Четырнадцатого ноября врачи снова настоятельно просили своего непокорного пациента принять лекарства, которые они прописали, и были поддержаны мольбами императрицы. Он оттолкнул их с некоторой надменностью, но быстро раскаявшись в своей вспыльчивости, которая, по сути, была одним из симптомов болезни, он сказал: «Слушайте меня, Стефиген, и вы тоже, сэр Эндрю Уайлли. Мне очень приятно видеть вас, но вы так часто пристаете ко мне со своим лекарством, что мне действительно придется отказаться от вашей компании, если вы не будете говорить ни о чем другом». Однако в конце концов его убедили принять дозу каломели.
К вечеру лихорадка достигла такого ужасного прогресса, что показалось необходимым вызвать священника. Сэр Эндрю Уайлли, по настоянию императрицы, вошел в комнату умирающего принца и, подойдя к его кровати, со слезами на глазах посоветовал ему «призвать на помощь Всевышнего и не отказываться от помощи религии, как он уже сделал это с медициной».

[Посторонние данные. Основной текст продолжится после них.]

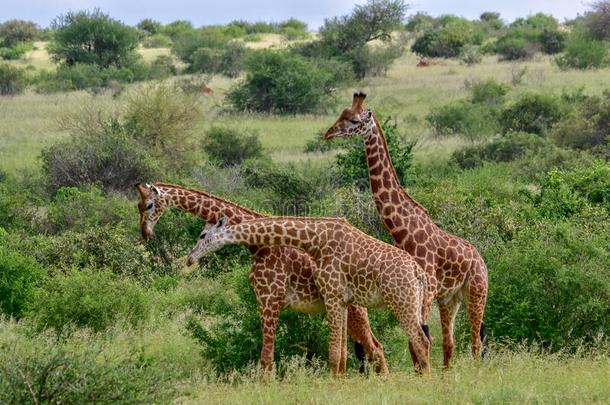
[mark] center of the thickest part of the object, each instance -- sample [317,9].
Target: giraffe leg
[335,313]
[360,331]
[477,297]
[448,312]
[270,302]
[343,366]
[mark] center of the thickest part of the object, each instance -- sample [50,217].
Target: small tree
[14,31]
[149,26]
[92,38]
[344,37]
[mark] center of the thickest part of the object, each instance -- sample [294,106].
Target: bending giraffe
[353,268]
[455,268]
[281,277]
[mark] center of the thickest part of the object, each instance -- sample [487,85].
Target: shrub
[16,51]
[109,157]
[110,247]
[157,41]
[19,275]
[582,52]
[565,193]
[149,26]
[50,372]
[549,285]
[12,80]
[233,340]
[444,41]
[161,118]
[92,38]
[281,82]
[12,32]
[489,92]
[513,48]
[472,120]
[552,41]
[352,163]
[586,126]
[87,299]
[533,113]
[290,191]
[507,148]
[230,147]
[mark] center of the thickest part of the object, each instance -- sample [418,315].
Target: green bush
[13,32]
[552,42]
[230,147]
[586,126]
[352,163]
[157,41]
[92,38]
[233,340]
[505,149]
[445,41]
[549,285]
[582,52]
[19,275]
[110,247]
[110,158]
[87,299]
[282,82]
[533,113]
[16,51]
[12,80]
[489,92]
[464,118]
[565,193]
[47,373]
[513,48]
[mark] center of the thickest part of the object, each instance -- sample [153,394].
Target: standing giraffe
[455,268]
[353,268]
[281,277]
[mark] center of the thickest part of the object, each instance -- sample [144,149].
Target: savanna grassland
[90,312]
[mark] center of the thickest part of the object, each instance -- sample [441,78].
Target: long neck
[385,185]
[305,234]
[204,205]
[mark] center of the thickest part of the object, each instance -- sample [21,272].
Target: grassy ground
[523,377]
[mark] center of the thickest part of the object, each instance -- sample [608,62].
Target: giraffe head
[151,207]
[212,238]
[353,121]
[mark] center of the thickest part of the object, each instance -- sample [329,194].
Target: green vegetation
[518,165]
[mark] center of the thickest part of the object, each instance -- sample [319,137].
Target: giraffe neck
[301,233]
[384,181]
[204,205]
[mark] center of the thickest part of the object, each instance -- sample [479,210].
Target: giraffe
[352,268]
[281,277]
[455,268]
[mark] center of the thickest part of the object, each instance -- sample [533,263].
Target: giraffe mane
[384,144]
[208,195]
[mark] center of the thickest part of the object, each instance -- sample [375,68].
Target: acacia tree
[92,38]
[346,37]
[15,31]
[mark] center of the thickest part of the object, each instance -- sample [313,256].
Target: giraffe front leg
[359,329]
[336,313]
[448,311]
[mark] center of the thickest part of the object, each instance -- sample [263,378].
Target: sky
[313,12]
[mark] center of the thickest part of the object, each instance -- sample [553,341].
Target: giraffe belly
[304,303]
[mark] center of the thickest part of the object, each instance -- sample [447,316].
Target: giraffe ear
[358,100]
[222,222]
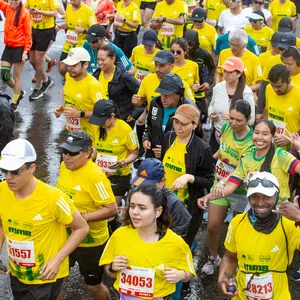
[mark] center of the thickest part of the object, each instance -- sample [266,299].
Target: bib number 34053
[137,281]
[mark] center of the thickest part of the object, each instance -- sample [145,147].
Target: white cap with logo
[77,55]
[16,153]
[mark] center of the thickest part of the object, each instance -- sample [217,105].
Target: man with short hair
[90,190]
[161,109]
[33,220]
[81,92]
[95,40]
[256,234]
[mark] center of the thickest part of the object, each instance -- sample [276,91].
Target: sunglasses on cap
[178,52]
[264,182]
[65,152]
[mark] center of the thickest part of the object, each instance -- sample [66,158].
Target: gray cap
[169,84]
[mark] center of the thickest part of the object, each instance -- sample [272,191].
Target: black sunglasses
[178,52]
[264,182]
[65,152]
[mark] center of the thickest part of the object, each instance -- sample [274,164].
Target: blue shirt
[223,43]
[121,57]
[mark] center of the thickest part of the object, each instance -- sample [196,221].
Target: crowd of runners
[138,167]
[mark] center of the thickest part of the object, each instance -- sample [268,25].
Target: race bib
[21,253]
[211,22]
[141,75]
[72,37]
[167,29]
[137,282]
[280,127]
[73,124]
[260,287]
[37,18]
[105,161]
[223,170]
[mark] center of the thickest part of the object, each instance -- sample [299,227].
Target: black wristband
[110,269]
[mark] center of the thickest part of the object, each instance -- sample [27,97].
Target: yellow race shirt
[130,13]
[283,164]
[251,62]
[39,21]
[120,140]
[207,36]
[170,31]
[147,261]
[213,11]
[34,228]
[262,37]
[83,95]
[262,253]
[83,17]
[143,63]
[279,11]
[89,190]
[150,84]
[284,110]
[174,165]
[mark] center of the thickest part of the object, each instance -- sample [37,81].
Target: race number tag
[21,253]
[73,124]
[280,127]
[223,170]
[105,161]
[260,287]
[167,29]
[72,37]
[37,18]
[137,281]
[141,75]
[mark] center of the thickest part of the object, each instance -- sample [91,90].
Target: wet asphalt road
[36,122]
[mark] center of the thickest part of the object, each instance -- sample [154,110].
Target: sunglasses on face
[264,182]
[65,152]
[178,52]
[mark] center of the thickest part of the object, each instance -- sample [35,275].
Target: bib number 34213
[137,281]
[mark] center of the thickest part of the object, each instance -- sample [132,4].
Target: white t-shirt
[230,21]
[248,11]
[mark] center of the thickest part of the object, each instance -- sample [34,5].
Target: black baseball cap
[169,84]
[76,141]
[285,25]
[102,111]
[164,56]
[286,40]
[95,32]
[198,14]
[149,38]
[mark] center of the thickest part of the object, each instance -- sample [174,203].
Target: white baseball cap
[264,183]
[77,55]
[16,153]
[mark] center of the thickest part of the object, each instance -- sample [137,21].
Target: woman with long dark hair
[156,258]
[17,40]
[225,93]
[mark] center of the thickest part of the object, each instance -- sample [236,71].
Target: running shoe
[211,265]
[46,85]
[36,94]
[296,275]
[51,63]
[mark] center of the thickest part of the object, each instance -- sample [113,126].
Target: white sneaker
[211,265]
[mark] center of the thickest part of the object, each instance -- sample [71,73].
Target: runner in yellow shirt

Император мгновенно дал свое согласие. Пятнадцатого числа, в пять часов утра, смиренный деревенский священник подошел к императорской кровати, чтобы принять исповедь своего умирающего государя. — «Мой отец, Бог должен быть милостив к королям, — были первыми словами, которые император обратил к служителю религии, — действительно, они нуждаются в этом гораздо больше, чем другие люди». В этой фразе все испытания и искушения деспотического правителя великого народа — его территориальные амбиции, его ревность, его политические уловки, его недоверие и чрезмерная доверчивость, кажется, кратко охвачены. Затем, по-видимому, заметив некоторую робость в духовном исповеднике, которого предоставила ему судьба, он добавил: «Мой отец, обращайтесь со мной как с заблудшим человеком, а не как с императором». Священник подошел к кровати, принял исповедь своего августейшего кающегося и преподал ему последние таинства. Затем, будучи проинформированным об упорстве императора в отказе от лекарств, он настоятельно просил его оставить это роковое упрямство, заметив, «что он боится, что Бог сочтет это абсолютно самоубийственным». Его увещевания произвели глубокое впечатление на ум принца, который отозвал сэра Эндрю Уайлли и, подав ему руку, велел ему делать с ним все, что угодно. Уайлли воспользовался этой абсолютной капитуляцией, чтобы приложить двадцать пиявок к голове императора; но применение было слишком поздним, жгучая лихорадка постоянно усиливалась, и страдалец был признан безнадежным. Известие наполнило умирающую комнату плачущими слугами, которые нежно любили своего господина.